Futuros sobem com ajuste de posições e petróleo

Os contratos futuros de milho na Bolsa de Chicago encerraram em alta nesta segunda-feira (11/05), sustentados pelo avanço do petróleo, que melhora a competitividade relativa do etanol produzido a partir do cereal nos Estados Unidos, além de ajustes de posições antes da divulgação do relatório mensal de oferta e demanda do Departamento de Agricultura dos Estados Unidos (USDA). O contrato com vencimento em julho avançou 4,00 cents, alta de 0,85%, e fechou a US$ 4,75 por bushel. O cenário energético adiciona suporte ao mercado ao reforçar a atratividade do etanol, com expectativa de votação no Congresso dos Estados Unidos de proposta que autoriza a comercialização do E15 durante todo o ano no país, o que ampliaria o consumo potencial do biocombustível.

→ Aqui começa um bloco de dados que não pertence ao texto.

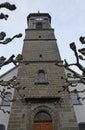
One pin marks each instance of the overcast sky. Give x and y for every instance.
(68, 20)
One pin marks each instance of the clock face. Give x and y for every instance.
(39, 19)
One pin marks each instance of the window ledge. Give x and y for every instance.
(41, 83)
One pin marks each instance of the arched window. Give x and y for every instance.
(82, 126)
(2, 127)
(42, 116)
(6, 99)
(41, 76)
(39, 25)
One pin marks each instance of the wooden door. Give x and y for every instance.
(42, 125)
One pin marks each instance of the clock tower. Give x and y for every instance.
(39, 106)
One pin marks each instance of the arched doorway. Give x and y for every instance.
(42, 121)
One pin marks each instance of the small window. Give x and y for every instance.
(41, 76)
(81, 126)
(42, 116)
(74, 97)
(2, 127)
(39, 25)
(6, 99)
(40, 57)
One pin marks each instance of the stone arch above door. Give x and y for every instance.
(42, 118)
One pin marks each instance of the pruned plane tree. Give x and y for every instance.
(80, 57)
(12, 83)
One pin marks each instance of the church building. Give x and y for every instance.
(39, 106)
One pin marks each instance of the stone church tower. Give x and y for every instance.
(39, 106)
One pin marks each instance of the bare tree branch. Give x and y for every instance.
(7, 5)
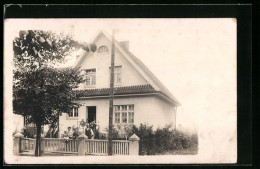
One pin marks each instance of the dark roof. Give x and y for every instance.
(147, 71)
(139, 89)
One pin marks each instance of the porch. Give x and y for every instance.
(75, 147)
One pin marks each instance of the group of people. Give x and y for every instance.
(74, 133)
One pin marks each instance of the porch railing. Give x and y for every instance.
(27, 145)
(80, 146)
(100, 147)
(120, 147)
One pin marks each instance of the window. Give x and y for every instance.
(90, 78)
(103, 49)
(117, 75)
(74, 112)
(124, 114)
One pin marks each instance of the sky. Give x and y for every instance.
(194, 58)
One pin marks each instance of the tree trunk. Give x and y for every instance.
(38, 140)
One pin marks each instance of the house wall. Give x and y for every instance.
(151, 110)
(102, 63)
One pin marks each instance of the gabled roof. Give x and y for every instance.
(154, 82)
(117, 91)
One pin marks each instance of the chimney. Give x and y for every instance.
(125, 44)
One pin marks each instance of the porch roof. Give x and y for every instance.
(117, 91)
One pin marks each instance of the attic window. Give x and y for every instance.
(103, 49)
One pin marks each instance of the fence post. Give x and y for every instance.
(17, 143)
(134, 145)
(81, 144)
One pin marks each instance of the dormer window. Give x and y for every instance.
(117, 75)
(90, 78)
(103, 49)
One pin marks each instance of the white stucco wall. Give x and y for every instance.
(102, 61)
(148, 109)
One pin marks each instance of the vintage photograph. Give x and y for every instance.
(120, 91)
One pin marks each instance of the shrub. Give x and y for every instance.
(152, 141)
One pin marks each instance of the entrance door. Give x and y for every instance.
(91, 113)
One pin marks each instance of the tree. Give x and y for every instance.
(40, 91)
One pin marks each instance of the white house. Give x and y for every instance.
(139, 96)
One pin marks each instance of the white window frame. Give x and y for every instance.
(91, 73)
(117, 75)
(127, 111)
(102, 52)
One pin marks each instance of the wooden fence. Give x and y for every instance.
(59, 145)
(80, 146)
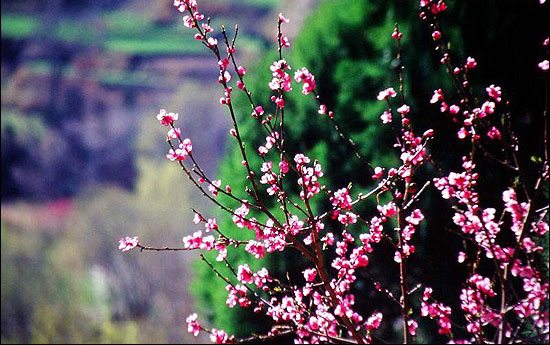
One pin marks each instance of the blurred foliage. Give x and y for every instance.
(70, 284)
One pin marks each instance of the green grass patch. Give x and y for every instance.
(18, 26)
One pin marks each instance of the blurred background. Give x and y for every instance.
(83, 154)
(83, 161)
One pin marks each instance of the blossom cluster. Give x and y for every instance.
(340, 244)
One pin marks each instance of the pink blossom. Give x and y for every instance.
(193, 326)
(174, 133)
(214, 187)
(219, 336)
(385, 94)
(244, 274)
(310, 274)
(396, 35)
(165, 118)
(378, 172)
(128, 243)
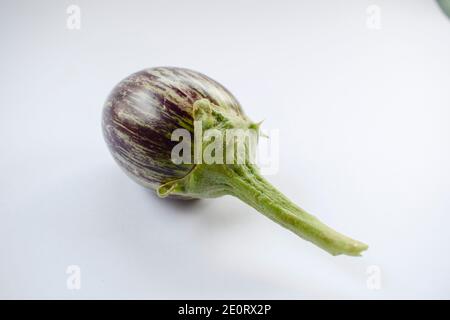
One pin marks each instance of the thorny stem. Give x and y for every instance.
(243, 181)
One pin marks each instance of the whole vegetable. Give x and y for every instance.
(139, 119)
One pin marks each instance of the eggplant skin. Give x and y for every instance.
(144, 109)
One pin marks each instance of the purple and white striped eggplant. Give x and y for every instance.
(140, 116)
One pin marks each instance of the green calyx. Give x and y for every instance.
(243, 181)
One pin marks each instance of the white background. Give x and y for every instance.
(363, 117)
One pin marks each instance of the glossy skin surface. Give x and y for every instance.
(144, 109)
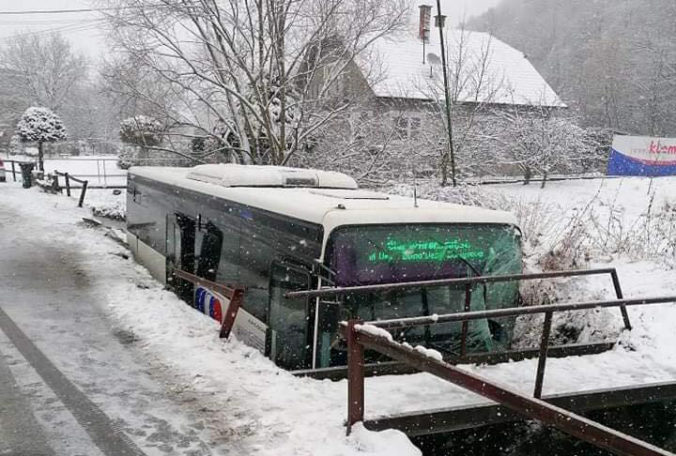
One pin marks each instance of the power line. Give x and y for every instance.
(68, 11)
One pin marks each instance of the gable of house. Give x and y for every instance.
(482, 69)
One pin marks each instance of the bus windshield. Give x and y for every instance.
(367, 255)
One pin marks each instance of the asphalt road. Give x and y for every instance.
(70, 382)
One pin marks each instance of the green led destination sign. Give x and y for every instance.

A articulação política enfrenta resistência do setor de petróleo, o que mantém incertezas sobre sua aprovação. No campo climático, o monitoramento de seca indica pressão regional relevante sobre a safra. Em Nebraska, 82% da área destinada ao milho apresenta algum nível de estiagem, enquanto no conjunto dos Estados Unidos o índice atinge 25% da área. A demanda externa segue como fator de suporte adicional. Exportadores relataram vendas de 508 mil toneladas de milho, sendo 380 mil toneladas destinadas ao México e 128 mil toneladas à Coreia do Sul. As inspeções semanais de embarque somaram 1,69 milhão de toneladas até a semana encerrada em 7 de maio, recuo de 17,1% na comparação semanal, mas com desempenho acumulado 30,5% superior ao registrado no mesmo período do ciclo anterior.

A proximidade da divulgação do relatório do USDA intensificou ajustes de posicionamento no mercado. As estimativas apontam produção de 405,08 milhões de toneladas nos Estados Unidos na safra 2026/27, abaixo das 432,33 milhões de toneladas do ciclo anterior. Os estoques finais são projetados em 49,78 milhões de toneladas, ante 54,36 milhões de toneladas na safra 2025/26. O conjunto de fatores indica um mercado sensível a variáveis climáticas, energéticas e de política agrícola, com suporte no curto prazo vindo da demanda e do petróleo, enquanto o balanço de oferta e demanda segue em processo de reprecificação com base nas projeções para a próxima safra.